En 2001, l’Association pour l’enseignement du chinois et de la calligraphie chinoise est créée par Xu Quanhua, professeur en mathématiques de l’université de FrancheComté. Issus de la deuxième génération, les élèves sont âgés de 3 à 17 ans. Le fils de Hsin-O, Constantin y suit deux heures par semaine.
« La première année, nous n’avions pas de local. La ville nous avait prêté une salle à l’Hôtel de Ville, place St-Pierre. Six mois après la création de l’Association, nous avons ouvert le cours aux Français. Pari réussi ! Nous avons eu 40 inscrits. Depuis le chiffre s’est stabilisé autour de 60 personnes. Les enseignants sont au nombre de 4 : 3 pour l’enseignement de la langue et 1 pour celui de la calligraphie. » C’est Hsin-O Tsai qui assure cet enseignement.

Nous évoquons les prénoms, leur signification, les motivations présidant à leur choix. Hsin-O signifie « Fée du bonheur ». Écoutant les développements de mon interlocutrice, je comprends qu’un prénom en Chine relève de la composition, de la création ! Il est très rare de trouver des prénoms de même impression et de même caractère. Les parents chinois recherchent la rareté, la singularité.
Constantin, quant à lui, doit son prénom au goût de ses parents pour Constantinople et leur intérêt pour la Turquie.

Comment ne pas évoquer la cuisine traditionnelle chinoise?
« C’est la préparation qui est longue et non la cuisson (la saisie). Il faut tout découper et de manière harmonieuse, soit uniquement en lamelles, soit en dés. Ma mère me disait : Tu veux savoir si quelqu’un cuisine bien ? Observe comment il découpe ses légumes ! Dans la vie quotidienne, je cuisine comme tout le monde. Les plats chinois, je les prépare lors des anniversaires, des fêtes chinoises, quand nous recevons les amis. Constantin aime bien les raviolis chinois, genre raviole, avec viande hachée et légumes. »
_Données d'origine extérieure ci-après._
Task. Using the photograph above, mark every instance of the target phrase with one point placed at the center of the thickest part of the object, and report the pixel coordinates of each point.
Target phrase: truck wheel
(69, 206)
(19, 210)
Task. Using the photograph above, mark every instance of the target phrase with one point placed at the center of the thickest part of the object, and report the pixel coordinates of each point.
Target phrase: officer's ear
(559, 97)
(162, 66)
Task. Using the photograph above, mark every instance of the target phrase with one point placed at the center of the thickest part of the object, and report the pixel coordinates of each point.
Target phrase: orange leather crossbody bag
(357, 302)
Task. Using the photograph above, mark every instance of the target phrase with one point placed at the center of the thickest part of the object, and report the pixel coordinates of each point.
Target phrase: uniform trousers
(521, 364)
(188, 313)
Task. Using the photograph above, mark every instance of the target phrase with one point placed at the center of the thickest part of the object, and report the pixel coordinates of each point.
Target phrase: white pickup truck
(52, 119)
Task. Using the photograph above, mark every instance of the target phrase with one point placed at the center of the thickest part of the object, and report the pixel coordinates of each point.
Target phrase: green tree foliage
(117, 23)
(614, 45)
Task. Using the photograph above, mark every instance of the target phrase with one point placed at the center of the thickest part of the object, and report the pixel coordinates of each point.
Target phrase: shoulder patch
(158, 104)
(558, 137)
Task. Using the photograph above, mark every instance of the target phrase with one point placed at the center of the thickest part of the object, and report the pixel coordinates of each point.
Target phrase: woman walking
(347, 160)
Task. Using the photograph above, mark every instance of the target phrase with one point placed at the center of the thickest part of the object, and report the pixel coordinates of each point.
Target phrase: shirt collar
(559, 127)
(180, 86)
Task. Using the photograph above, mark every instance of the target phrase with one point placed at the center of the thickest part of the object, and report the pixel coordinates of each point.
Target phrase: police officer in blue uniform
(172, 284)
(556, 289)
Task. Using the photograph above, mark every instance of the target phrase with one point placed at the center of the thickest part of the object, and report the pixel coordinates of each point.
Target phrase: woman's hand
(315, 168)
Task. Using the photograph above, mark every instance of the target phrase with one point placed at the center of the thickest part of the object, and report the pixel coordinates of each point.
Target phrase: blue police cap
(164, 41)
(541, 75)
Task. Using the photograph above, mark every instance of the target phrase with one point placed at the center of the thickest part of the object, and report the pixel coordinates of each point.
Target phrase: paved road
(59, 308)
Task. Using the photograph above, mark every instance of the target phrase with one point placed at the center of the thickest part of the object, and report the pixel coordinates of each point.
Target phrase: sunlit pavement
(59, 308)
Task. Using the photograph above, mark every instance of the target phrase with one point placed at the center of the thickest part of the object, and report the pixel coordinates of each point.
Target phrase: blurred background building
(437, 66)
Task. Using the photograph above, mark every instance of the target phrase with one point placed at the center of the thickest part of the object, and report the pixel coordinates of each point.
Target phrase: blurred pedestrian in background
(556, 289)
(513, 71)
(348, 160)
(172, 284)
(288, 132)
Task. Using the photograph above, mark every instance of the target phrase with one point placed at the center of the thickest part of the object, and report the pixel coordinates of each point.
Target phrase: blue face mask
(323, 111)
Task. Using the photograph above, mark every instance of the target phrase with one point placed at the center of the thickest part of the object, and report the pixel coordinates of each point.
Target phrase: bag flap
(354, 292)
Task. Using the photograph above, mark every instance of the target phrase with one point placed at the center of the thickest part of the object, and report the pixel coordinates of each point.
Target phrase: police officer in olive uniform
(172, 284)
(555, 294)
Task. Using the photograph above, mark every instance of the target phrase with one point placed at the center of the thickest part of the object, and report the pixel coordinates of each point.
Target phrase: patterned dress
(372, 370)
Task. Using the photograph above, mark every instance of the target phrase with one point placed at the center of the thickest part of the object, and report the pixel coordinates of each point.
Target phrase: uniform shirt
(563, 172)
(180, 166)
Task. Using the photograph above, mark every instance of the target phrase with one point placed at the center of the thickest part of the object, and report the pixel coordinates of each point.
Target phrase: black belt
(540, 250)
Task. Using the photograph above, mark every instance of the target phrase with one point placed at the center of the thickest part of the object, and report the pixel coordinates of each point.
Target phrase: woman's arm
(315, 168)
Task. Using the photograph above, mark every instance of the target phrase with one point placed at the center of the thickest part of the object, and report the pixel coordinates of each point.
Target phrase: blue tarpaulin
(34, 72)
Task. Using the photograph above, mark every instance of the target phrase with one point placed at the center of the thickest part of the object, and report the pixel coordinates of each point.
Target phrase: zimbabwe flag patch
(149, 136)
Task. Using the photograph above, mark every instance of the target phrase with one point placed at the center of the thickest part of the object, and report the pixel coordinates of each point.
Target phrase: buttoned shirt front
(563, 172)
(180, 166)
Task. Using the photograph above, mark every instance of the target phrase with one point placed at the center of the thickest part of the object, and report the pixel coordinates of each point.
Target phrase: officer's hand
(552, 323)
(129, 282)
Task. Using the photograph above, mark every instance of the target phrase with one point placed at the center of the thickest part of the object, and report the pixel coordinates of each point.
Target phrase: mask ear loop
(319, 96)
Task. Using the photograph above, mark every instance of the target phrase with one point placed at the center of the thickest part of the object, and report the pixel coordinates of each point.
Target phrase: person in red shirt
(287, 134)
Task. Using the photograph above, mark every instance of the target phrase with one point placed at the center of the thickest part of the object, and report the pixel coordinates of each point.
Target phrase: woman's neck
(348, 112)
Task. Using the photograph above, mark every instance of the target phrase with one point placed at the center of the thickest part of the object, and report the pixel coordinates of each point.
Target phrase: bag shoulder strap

Nous revenons à l’Association d’enseignement de la langue et de la calligraphie chinoises, dont le siège est situé au 24 rue de l’Avenir. Une adresse prometteuse! Hsin-O m’apprend aussi qu’un cours de chinois a été ouvert à la faculté de Lettres, rue Mégevand.
Chaque fin d’année scolaire, sa classe de calligraphie expose ses travaux. Cette année 2009, l’exposition se déroulera le long du mois de juin, à la boutique Identité Café.
L’âge des élèves va de 9 ans à 75 ans. Leur enseignante Hsin-O en est fière. « Ils n’hésitent pas à venir le soir, parfois de loin (de Pontarlier, de Vesoul!), même quand il fait froid, de 18 h à 20 h 30. Des étudiants, des artisans, des peintres, des médecins… La classe compte entre 7 et 10 personnes, très motivées. C’est un vrai plaisir! »

Propos recueillis par Soumya AMMAR KHODJA, Besançon, février-mars 2009.